I know I haven’t exactly been filling the blog-space with useful tidbits, random ramblings, or musings on clown psychology lately. To be fair, however, I have been pretty heads-down in two different areas: one on my CCIE Routing and Switching lab studies; the other on a large Flexpod (UCS, NetApp, VMWare, Nexus) implementation project at the office.
We are a long time VMware shop, and when I came on board back in 2006 I made a push for even more utilization. We started expanding heavily and made the choice at the time to use Equalogic iSCSI SANs for our backend storage solution. This worked well for a number of years, but now that Dell has purchased Equalogic we have seen our support quality slipping, resolution times stretching, and parts deliveries slowing significantly. As such we moved to NetApp.
One of the things with NetApp that makes it an intriguing solution is the software, particularly around cloning of virtual machines as well as snapshots and de-duplication. While these are powerful technologies to be sure, sometimes getting your head around the details can be tricky. Even trickier? Mating up what you thought you knew, or what you’ve grown used to, with the reality now.
What am I talking about in particular? Defragmentation and Microsoft.
Everyone who uses a SAN and VMware probably knows by now that defragmentation, especially where VMDK files are concerned, is a giant waste of time. After all, you’re trying to move data blocks on a hard drive around to make them more efficient, but those blocks are really just representations of blocks inside of a file, using blocks, on multiple hard drives. Simple, right?
Well, with NetApp snapshots the reasons for not defragmenting get even more ammunition: you’ll actually use more space. Why?
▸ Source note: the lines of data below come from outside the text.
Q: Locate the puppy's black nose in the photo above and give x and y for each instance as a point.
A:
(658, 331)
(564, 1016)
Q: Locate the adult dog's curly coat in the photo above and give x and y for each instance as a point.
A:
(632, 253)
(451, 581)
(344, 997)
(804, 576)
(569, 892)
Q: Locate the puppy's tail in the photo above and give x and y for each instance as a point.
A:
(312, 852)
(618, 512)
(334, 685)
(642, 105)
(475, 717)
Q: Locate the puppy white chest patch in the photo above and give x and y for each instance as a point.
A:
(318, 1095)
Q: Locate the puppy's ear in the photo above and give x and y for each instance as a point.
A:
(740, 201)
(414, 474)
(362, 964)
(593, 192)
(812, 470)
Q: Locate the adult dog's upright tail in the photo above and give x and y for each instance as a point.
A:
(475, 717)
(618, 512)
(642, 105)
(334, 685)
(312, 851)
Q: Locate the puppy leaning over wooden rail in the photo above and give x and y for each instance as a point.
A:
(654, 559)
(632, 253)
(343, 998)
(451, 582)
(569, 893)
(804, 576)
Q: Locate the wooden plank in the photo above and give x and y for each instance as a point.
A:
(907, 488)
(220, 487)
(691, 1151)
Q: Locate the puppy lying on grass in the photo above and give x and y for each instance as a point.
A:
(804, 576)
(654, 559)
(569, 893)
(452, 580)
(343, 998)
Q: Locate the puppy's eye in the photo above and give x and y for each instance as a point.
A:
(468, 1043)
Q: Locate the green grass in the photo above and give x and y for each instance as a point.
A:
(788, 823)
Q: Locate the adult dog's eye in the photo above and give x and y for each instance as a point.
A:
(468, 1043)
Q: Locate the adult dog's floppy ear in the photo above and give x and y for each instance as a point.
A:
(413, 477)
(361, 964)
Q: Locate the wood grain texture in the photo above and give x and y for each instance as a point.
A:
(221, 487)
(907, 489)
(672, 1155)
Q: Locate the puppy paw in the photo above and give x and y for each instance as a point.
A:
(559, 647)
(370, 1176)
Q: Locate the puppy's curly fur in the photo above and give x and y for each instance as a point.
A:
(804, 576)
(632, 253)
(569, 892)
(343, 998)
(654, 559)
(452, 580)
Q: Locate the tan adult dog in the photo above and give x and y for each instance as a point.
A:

Because the snapshots are tracking change blocks (deltas) and so don’t take up any space at all when first created (or very little) since you’re just duplicating the root inode. Every time you defragment, you’re potentially rearranging all of the “blocks” of the file system, which is going to then trigger a bigger delta come the next snapshot. It’s the same reason why you sometimes delete space on a volume and don’t see it: the snapshot has to grow by the same amount as the change, and since the snapshots are on the same volume as the data… well, there you go.
So, all of this is great. Don’t run defrag and life is good, right? Sure. But Microsoft is trying ever harder to be helpful and they’re actually crossing more and more into that territory occupied by Apple that I don’t care for: the one where they obscure all of the details to “just make it work” and you have to hunt to find even the most basic of features.
Turns out that in Windows 2008 and 2008 R2, defragmentation is set up as a scheduled task by default. Every Wednesday as a matter of fact. The good news is that the task is disabled out of the box. The bad news? Most server admins have an almost pavlovian need to defragment Windows boxes and probably have turned this (or some variation) on for many machines in your environment. Possibly even through a GPO that someone set and forgot many cycles ago.
At the end of the day, defragmenting a virtualized Windows box might make the OS think its happy, and it might even make the server admins happy. Storage folks, however? The shrieking from the unfashionable wing of the IT area will probably be all the indication you need that bad things are afoot. Hell, if you’re really looking for some of the old ultra-violence, run defrag on all your machines at night… at the same time. If you’re lucky, and everyone’s asleep, you might even manage to offline a LUN. And that’s just good fun for everyone.